Oando PLC has announced a 45 percent increase in revenue for the Full Year (FY) 2024, reaching ₦4.1 trillion compared to ₦2.9 trillion in FY 2023.
The company also posted a nine percent rise in profit after tax, amounting to ₦65.5 billion, despite a challenging operating environment.
The company’s strong performance was primarily driven by its acquisition of NAOC Ltd, which significantly boosted production capacity.
Oando recorded peak operated production of 103,206 barrels of oil equivalent per day (boepd), with net entitlements of 45,000 boepd. Group Chief Executive, Mr. Wale Tinubu, described 2024 as a transformational year for Oando, highlighting the successful integration of NAOC Ltd as a key factor in the company’s growth. He noted that despite industry challenges, Oando’s revenue increase reflects the strength of its business model.

Oando’s production for the year averaged 23,911 boe/d, an increase from 23,258 boe/d in 2023. This growth was largely supported by the acquisition of an additional 20 percent stake in the NAOC Joint Venture in Q4 2024, though some gains were offset by production disruptions caused by sabotage-related shut-ins. The company also invested $18.1 million in capital expenditures for the development of oil and gas assets, exploration, and evaluation activities, down from $52.3 million in 2023.
Looking ahead to 2025, Oando plans to prioritise cost optimisation, operational efficiency, and streamlining processes to enhance procurement and leverage technology for improved productivity. The company aims to expand production through a dual approach of rig-less and workover initiatives while executing an aggressive drilling program across three rig lines.
Mr. Tinubu also emphasised the company’s commitment to strengthening asset security by implementing an advanced surveillance framework and intelligence-driven initiatives to tackle oil theft.

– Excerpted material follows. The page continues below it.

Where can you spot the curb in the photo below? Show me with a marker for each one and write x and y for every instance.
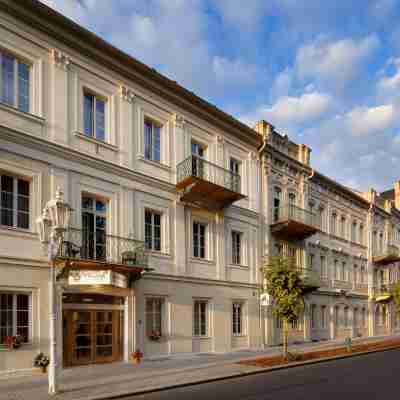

He stressed that Oando’s continued success would require strong collaboration with host communities and partners to ensure operational security and shared economic benefits.
The company’s growth ambitions align with optimistic global oil demand projections. The United States (US) Energy Information Administration (EIA) forecasts global oil demand to increase by 1.3 million barrels per day (bpd) in 2025, compared to an estimated 0.9 million bpd in 2024. This projected growth signals a positive trajectory for the global oil market.
With this performance, Oando enters 2025 on a solid financial and operational footing. The company has successfully met all regulatory reporting requirements and remains focused on achieving its long-term vision of becoming Africa’s first international oil company (IOC). In leveraging its strong operational capabilities and strategic partnerships, Oando is well-positioned to deliver value to its stakeholders and sustain its upward growth momentum.